Determining the safety risk associated with software requires a different approach to hardware. A typical approach5 to determining software risk is to
determine the software’s level of control over the associated hazard or hazard causal factor rather than determining the probability (or likelihood) of a hazard/hazard causal factor occurring. Figure 4 shows a Software Hazard Criticality Matrix (SHCM) for assessing the risk of software contributing to system hazards.
Figure 4. Software Hazard Criticality Matrix [From [2]]
Figure 4 utilizes the Control Category scheme given by MIL-STD-882C. With regards to the Control Category schemes, The Joint Software System Safety Handbook [2] states that, “The SSS [Software System Safety] team must
review these lists and tailor them to meet the objectives of the SSP [System Safety Program] and software development program.” For the purpose of this thesis, the Control Category scheme of MIL-STD-882C, as presented in Figure 4, will be assumed.

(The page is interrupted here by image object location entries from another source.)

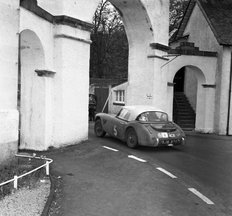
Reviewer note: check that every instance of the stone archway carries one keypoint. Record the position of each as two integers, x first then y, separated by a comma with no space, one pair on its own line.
185,98
204,95
32,92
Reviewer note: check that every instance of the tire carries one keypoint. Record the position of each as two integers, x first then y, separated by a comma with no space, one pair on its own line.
131,138
98,129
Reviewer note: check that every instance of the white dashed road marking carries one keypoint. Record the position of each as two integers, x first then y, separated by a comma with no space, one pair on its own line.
136,158
201,196
166,172
111,149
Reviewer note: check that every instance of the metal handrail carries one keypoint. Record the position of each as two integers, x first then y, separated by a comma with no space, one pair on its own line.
15,179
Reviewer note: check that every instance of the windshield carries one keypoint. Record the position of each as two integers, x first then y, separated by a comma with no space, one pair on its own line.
153,116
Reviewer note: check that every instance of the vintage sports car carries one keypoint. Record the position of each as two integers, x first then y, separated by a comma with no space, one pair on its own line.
140,125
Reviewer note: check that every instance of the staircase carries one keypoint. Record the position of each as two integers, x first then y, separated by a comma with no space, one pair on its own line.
183,113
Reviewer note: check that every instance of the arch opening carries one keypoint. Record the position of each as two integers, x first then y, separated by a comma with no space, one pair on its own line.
188,98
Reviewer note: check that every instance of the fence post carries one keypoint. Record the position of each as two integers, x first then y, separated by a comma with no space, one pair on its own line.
47,167
15,182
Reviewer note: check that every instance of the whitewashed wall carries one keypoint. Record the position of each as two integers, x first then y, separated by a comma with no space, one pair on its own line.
202,35
9,22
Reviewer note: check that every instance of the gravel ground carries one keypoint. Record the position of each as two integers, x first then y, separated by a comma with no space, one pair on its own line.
26,202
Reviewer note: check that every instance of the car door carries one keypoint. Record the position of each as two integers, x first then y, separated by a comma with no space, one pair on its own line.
120,123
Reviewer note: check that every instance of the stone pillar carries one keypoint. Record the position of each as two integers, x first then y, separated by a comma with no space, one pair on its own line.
224,93
209,108
72,55
9,22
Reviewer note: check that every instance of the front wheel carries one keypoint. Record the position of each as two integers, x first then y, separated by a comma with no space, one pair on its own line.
98,129
131,138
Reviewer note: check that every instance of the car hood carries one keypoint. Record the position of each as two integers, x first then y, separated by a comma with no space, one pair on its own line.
164,126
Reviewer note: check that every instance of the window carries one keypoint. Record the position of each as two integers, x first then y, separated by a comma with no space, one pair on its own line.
124,114
120,96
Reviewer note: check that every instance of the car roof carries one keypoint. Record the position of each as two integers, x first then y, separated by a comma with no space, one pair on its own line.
136,110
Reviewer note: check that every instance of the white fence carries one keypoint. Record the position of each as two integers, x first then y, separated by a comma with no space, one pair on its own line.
15,179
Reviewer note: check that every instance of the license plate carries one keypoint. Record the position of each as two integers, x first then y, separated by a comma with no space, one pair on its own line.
172,135
164,135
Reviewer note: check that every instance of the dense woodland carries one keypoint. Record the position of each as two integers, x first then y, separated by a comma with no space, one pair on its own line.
109,49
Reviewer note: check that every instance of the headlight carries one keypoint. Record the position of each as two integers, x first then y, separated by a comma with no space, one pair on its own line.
163,135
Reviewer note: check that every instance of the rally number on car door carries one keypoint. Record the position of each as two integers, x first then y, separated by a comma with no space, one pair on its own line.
115,131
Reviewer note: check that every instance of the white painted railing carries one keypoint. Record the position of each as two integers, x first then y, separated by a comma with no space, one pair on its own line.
15,179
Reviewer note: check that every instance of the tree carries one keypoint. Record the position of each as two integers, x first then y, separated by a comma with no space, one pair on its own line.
109,49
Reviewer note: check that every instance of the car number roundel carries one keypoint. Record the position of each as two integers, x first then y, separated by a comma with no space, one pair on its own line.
115,130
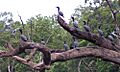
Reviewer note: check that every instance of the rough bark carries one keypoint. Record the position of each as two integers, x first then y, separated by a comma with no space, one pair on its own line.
106,50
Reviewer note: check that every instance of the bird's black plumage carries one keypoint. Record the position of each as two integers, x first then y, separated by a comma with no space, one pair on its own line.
86,27
74,43
110,37
100,31
59,12
23,37
42,41
75,22
65,46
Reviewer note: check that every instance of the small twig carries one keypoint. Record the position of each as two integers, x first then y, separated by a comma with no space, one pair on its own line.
112,11
21,20
48,39
79,65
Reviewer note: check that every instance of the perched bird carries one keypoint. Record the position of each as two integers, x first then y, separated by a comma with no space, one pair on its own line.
100,31
14,31
117,30
74,43
23,37
86,27
42,41
75,22
59,12
65,46
114,35
110,37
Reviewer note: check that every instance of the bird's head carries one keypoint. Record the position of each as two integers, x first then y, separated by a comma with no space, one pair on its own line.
72,17
42,39
99,27
58,7
84,22
64,42
20,30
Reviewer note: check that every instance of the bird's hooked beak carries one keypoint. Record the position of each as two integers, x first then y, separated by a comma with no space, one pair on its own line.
84,22
58,8
72,17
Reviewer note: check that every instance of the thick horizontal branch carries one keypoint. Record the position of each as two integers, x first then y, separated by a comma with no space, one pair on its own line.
105,54
51,55
100,41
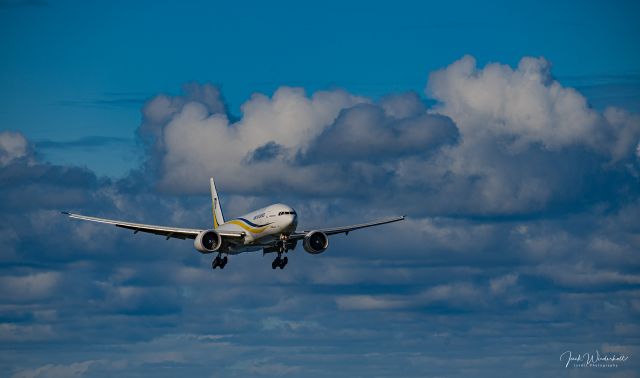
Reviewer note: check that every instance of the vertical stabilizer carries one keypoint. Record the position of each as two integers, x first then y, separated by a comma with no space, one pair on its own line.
218,219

The Joint Software System Safety Handbook [2] emphasizes the fact that the SHCM is not intended to be used directly as a Hazard Risk Index (HRI) matrix. Because it is not possible to assign a probability of occurrence, the risk assessment provided by the SHCM is not entirely compatible with the risk assessment of a HRI. Instead, the SHCM reflects risk in the unique terms of software, indicating a level of rigor required to address the risk level. In some cases, the risk level may warrant an alternative solution that does not utilize software control. Therefore, when determining hazard risk that includes software causal factors, engineering judgment must be applied to determine a level of probability, taking into consideration the SHCM rating, the level of rigor applied, and the resultant safety measures developed.
2. Hazard Causal Factors
Software hazards are in and of themselves causal factors to system hazards. As discussed earlier, software cannot create a mishap by itself. However, software is often responsible for system functionality that can create mishaps. The linkage of system hazards to software hazards (causal factors) requires an in-depth understanding of system functionality. Software functionality contributing to system hazards is identified as a first-order causal factor. They are in themselves hazards, but with further analysis second and even third-order causal factors can be revealed. Analysis of software causal-factors beyond first- order is typically only required for medium- and high-level risks as identified in the SHCM. Although this is a generally accepted rule of thumb, and in this thesis assumed to be the norm, it may be the case that certain industries, or applications of software have determined a different level of analysis. Therefore,
any metric framework measuring the depth of software causal factor analysis must be tailorable to the different standards of measurement of sufficiency.
For the purpose of this thesis software hazard causal factors, since they are in fact hazards themselves, will be referred to as software hazards. Any reference to software hazards must be taken in context, but generically they will always be causal factors. It is also assumed that medium- and high-level software hazards require analysis to the level of third-order causal factors, unless justified otherwise.